La donna scrive di essere stata obbligata a firmare un foglio in lingua ungherese senza comprenderne il contenuto. Il fatto è avvenuto il 29 gennaio quando la 39enne è stata riportata in cella al termine della prima udienza del processo per le presunte lesioni aggravate perché potenzialmente letali e commesse nell’ambito di un’associazione tedesca della sinistra antagonista su due neonazisti.
Nel primo pomeriggio di lunedì sarebbe stata trasferita in una stanza del penitenziario di Budapest e lì due operatori di polizia penitenziaria le hanno fatto domande sulle condizioni detentive disumane che ha denunciato nei suoi scritti delle scorse settimane. L’interrogatorio è stato fatto anche alle compagne di cella. Alla fine del colloquio le hanno portato e fatto siglare un foglio che sarebbe il verbale delle dichiarazioni.
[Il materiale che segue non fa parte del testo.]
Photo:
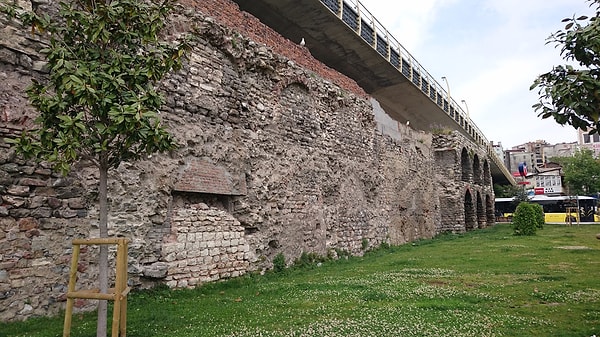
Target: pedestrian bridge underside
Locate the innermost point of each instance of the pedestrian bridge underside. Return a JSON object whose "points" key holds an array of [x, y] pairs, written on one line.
{"points": [[346, 37]]}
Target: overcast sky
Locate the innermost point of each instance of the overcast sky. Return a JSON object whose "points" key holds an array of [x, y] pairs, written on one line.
{"points": [[490, 51]]}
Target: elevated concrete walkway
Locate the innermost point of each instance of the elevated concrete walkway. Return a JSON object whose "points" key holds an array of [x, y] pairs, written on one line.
{"points": [[346, 37]]}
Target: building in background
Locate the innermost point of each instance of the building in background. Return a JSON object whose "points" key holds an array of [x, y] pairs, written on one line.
{"points": [[544, 177], [588, 141]]}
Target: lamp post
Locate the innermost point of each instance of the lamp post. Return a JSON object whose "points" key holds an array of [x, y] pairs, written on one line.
{"points": [[467, 107]]}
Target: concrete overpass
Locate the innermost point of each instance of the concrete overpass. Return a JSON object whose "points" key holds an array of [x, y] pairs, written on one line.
{"points": [[346, 37]]}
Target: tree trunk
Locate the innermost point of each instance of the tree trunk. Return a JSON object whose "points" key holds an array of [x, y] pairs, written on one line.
{"points": [[103, 261]]}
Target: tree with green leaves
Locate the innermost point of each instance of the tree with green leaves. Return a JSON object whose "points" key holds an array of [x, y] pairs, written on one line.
{"points": [[571, 93], [525, 219], [100, 102], [582, 173]]}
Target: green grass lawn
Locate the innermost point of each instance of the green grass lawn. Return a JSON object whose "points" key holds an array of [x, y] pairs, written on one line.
{"points": [[483, 283]]}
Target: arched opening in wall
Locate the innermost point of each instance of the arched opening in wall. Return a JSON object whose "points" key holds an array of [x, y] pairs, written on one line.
{"points": [[465, 165], [477, 176], [489, 210], [481, 215], [487, 173], [469, 208]]}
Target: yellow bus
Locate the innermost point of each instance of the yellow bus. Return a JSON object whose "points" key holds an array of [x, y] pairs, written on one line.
{"points": [[561, 209]]}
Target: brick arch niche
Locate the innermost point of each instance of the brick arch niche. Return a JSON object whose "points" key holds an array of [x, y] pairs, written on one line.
{"points": [[487, 174], [477, 174], [481, 212], [489, 210], [465, 165]]}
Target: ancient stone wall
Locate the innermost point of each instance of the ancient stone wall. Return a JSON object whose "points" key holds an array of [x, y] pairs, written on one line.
{"points": [[465, 184], [275, 156]]}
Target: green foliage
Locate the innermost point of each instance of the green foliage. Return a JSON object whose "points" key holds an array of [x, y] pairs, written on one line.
{"points": [[279, 264], [364, 244], [567, 94], [582, 173], [100, 102], [539, 215], [508, 285], [525, 219]]}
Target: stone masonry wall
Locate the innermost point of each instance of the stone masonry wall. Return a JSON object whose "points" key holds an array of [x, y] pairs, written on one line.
{"points": [[465, 184], [287, 150]]}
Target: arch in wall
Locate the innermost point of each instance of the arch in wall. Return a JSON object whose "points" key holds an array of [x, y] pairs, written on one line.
{"points": [[487, 173], [481, 212], [477, 175], [465, 165], [469, 209], [489, 210]]}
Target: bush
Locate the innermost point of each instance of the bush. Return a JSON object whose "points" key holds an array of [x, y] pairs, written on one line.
{"points": [[539, 212], [525, 219]]}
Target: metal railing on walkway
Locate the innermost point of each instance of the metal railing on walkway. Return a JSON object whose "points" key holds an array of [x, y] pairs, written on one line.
{"points": [[365, 25]]}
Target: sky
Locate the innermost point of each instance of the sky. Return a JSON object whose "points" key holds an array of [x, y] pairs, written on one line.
{"points": [[490, 52]]}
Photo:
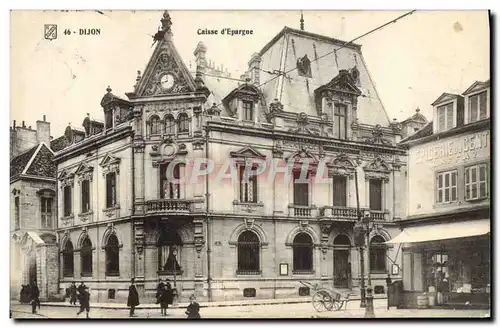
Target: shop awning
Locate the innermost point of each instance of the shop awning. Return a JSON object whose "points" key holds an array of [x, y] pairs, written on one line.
{"points": [[442, 231]]}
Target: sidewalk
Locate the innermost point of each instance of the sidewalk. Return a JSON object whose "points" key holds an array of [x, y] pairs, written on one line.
{"points": [[304, 299]]}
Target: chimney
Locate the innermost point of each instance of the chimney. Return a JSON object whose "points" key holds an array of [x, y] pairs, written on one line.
{"points": [[254, 68], [43, 131], [201, 63]]}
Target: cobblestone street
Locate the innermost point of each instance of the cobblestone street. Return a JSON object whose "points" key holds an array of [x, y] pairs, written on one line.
{"points": [[301, 310]]}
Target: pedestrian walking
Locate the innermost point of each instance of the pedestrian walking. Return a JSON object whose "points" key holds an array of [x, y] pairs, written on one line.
{"points": [[193, 309], [133, 297], [388, 282], [84, 301], [166, 298], [72, 293], [35, 297], [159, 290]]}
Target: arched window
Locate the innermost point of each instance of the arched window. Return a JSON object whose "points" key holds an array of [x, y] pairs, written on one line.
{"points": [[155, 125], [378, 254], [248, 253], [112, 256], [183, 121], [302, 253], [169, 251], [169, 125], [86, 257], [68, 260]]}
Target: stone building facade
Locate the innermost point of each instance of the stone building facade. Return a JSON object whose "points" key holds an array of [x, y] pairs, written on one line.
{"points": [[33, 245], [445, 238], [122, 215]]}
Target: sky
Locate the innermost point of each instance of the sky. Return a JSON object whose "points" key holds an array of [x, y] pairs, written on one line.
{"points": [[411, 61]]}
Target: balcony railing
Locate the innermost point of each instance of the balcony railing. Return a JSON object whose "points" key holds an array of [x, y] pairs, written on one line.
{"points": [[341, 212], [377, 215], [168, 205], [302, 211]]}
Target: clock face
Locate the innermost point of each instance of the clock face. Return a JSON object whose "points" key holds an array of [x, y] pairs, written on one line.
{"points": [[167, 81]]}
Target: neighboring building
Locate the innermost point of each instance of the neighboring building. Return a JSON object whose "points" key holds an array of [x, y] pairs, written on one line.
{"points": [[121, 216], [413, 124], [446, 234], [34, 252]]}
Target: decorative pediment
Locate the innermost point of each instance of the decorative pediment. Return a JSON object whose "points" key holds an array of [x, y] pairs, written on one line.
{"points": [[378, 165], [302, 122], [110, 164], [247, 152], [377, 137], [165, 73], [445, 97], [66, 178], [84, 172], [477, 86], [166, 151], [342, 165]]}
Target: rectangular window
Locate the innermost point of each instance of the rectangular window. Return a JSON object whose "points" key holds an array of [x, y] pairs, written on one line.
{"points": [[476, 182], [17, 223], [170, 189], [447, 187], [67, 200], [46, 212], [85, 196], [300, 189], [248, 111], [110, 190], [339, 191], [248, 186], [376, 194], [477, 107], [340, 121], [445, 117]]}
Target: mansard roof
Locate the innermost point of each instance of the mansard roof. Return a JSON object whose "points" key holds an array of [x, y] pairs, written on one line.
{"points": [[35, 161]]}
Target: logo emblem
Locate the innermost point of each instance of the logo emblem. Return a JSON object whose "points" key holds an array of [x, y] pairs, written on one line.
{"points": [[50, 31]]}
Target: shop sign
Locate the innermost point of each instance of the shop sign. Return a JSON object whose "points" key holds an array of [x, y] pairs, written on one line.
{"points": [[458, 150]]}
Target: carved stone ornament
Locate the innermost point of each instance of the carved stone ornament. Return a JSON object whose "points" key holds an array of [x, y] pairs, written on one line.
{"points": [[377, 137], [166, 66], [249, 222], [84, 172], [110, 164]]}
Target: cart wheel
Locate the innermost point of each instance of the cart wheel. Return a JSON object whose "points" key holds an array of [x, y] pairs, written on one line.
{"points": [[322, 301], [338, 305]]}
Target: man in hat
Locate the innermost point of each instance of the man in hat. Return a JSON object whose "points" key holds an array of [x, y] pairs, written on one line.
{"points": [[133, 297], [84, 301], [34, 296]]}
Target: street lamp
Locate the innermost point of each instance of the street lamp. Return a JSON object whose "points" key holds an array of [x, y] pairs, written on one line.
{"points": [[174, 253]]}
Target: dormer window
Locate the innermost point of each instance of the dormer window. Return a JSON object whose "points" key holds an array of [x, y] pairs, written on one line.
{"points": [[247, 111], [445, 117], [304, 66], [477, 107], [340, 121]]}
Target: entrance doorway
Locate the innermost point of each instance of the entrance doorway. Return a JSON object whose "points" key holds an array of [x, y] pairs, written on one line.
{"points": [[341, 264]]}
«Purtroppo qui in prigione dobbiamo eseguire gli ordini e rifiutarsi di firmare non è ben visto» scrive la militante antifascista nella missiva datata martedì 30 gennaio e scritta a mano – la terza dall’inizio della detenzione in Ungheria. Ha chiesto al diplomatico di informare immediatamente il suo avvocato in Italia, Eugenio Losco. «Ha il timore che nel foglio che le è stato fatto firmare siano state riportate dichiarazioni false» afferma il legale che, appena appresa la notizia, ha chiesto ai funzionari di Roma nel Paese di intervenire sul direttore del carcere per ottenere copia del documento firmato da Salis.
Emergono ulteriori dettagli sulle denunce di Salis rispetto alle condizioni dietro le sbarre. «Per i primi tre mesi sono stata tormentata dalle punture delle cimici da letto» senza ricevere «né gli antistaminici né la crema» ha messo nero su bianco nella prima lettera del 2 ottobre anticipata in Italia il 29 novembre da alcune testate. Viene fatta la «disinfestazione ogni mese: ci fanno uscire in corridoio giusto il tempo di spruzzare il veleno e poi ci rinchiudono immediatamente in cella, costringendoci a intossicarci ogni volta. Ogni volta faccio fatica a respirare, mi brucia il naso e mi gira la testa».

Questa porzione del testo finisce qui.